His body steps back just a little bit. The personal space between us expands. I continue to grind my eyes into his face, and the intensity of my stare finally pushes him away.

Once the creepster retreats around the corner and into the common room, I breathe deep and smile. Most of the people in this ward are harmless, but there’s always got to be those few dudes who act out, the ones who try to escape the ward and who are then tackled by the staff as they get into the stairway. “Code red,” screams through the intercom, and a deep buzzing and pulsating alarm penetrates the ward when this occurs. And then there’s also got to be that one creepster dude who knows nothing about personal space and how leering can be a threat, a violation of rights. While the creepster may not have any intentions of fucking with me, he is still fucking with me.

“Go the fuck away” felt good in my throat. I return to the fuck page and feel an even deeper connection with the text.

Not more than a few minutes later, though, and creepster dude emerges from around the corner, leans his body on the gray cement block wall and proceeds with the staring.

Oh fuck this. I slam my book closed, stand up, lean over the nurses’ counter and shout to the social worker in the back office “This dude is harassing me!”

That’s the magical word. Yell harassment and get the problem dealt with immediately. No one wants a lawsuit. The female social worker whisks over to the creepster, directs him to his room, and closes the door once he’s in.

I nod a thank you to her. I sit back down in the hallway with my back against the counter, relishing the fact that while my independence is non-existent in the ward, I still have rights and can advocate for myself. Fuck yeah.

The social worker sees me sit back down on the ground. She walks over to me and I assume she’s finally going to call me out on being a fire hazard, that I cannot sit in the hallway. Instead, what she does is walk up to me and says, “Chelsey, I think you’re on the wrong floor. This floor is for the non-functioning patients. Below is the floor for recovering patients. Do you want to get transferred?”

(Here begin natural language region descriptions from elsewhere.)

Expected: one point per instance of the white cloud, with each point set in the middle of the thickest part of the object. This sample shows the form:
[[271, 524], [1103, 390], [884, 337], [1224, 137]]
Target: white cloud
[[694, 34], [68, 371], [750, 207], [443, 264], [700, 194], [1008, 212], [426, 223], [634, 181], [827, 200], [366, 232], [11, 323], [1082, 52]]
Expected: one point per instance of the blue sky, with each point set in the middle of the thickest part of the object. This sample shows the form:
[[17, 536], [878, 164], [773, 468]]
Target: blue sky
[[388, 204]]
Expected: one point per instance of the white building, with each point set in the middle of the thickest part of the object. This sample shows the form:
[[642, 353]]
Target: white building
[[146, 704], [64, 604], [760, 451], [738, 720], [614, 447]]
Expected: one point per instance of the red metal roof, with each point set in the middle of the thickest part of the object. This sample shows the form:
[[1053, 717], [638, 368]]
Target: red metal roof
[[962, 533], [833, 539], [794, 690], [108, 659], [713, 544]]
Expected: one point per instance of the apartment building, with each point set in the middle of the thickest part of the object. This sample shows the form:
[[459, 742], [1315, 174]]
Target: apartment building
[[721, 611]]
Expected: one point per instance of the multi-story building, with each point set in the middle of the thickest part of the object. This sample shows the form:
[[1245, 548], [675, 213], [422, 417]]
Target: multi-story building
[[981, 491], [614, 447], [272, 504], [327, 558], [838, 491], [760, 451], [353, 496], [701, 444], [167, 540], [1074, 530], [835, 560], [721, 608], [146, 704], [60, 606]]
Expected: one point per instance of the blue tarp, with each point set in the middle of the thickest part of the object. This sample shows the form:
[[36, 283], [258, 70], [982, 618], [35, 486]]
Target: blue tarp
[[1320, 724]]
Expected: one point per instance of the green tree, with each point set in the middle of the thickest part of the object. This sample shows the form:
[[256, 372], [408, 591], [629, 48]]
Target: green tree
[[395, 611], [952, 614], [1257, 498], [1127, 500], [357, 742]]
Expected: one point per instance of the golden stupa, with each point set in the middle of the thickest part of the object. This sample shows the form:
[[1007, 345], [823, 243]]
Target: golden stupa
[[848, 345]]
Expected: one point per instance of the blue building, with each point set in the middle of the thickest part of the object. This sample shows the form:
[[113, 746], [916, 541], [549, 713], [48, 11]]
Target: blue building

“How do you know I’m not a non-functioning crazy?”

“You’re reading House of Leaves. There’s no way anyone on this floor would ever consider reading it.”

I smile down at the book, feeling a bit relieved that I might not have to spend the next infinite number of days on the crazy crazy floor with the creepster. I am transferred to the less-crazy floor that afternoon and graduate from a roommate who mumbles with God, to a young woman who is depressed because she can’t figure out if she’s a lesbian or not. She is reading a book about coming out to your parents, as well as a memoir by a lesbian about being in a psych ward, (as established earlier, a big no-no).

Once I am in my new room I say hi to her and hop onto my bed to continue reading. Down here, my head feels a bit clearer as I am away from the creepster and the patients who cannot unsuction themselves from the TV. And in a way, House of Leaves has saved me. The fact that I try to tackle its insane story makes me look sane. So I sit here with House of Leaves and I exchange one type of insanity with another, though reading this book is a creative kind of kooky. My roommate lies peacefully on the bed next to mine, taking her own mental break from the depression as she reads about how good it can feel to declare your sexuality to the world. I sit and try to continue on with the story, but feel called back by the previous page, the page that empowered me to stand up for my rights, the page I am quickly becoming obsessed with, the page that teaches me about the delicious and precise feeling of “fuck” on my tongue.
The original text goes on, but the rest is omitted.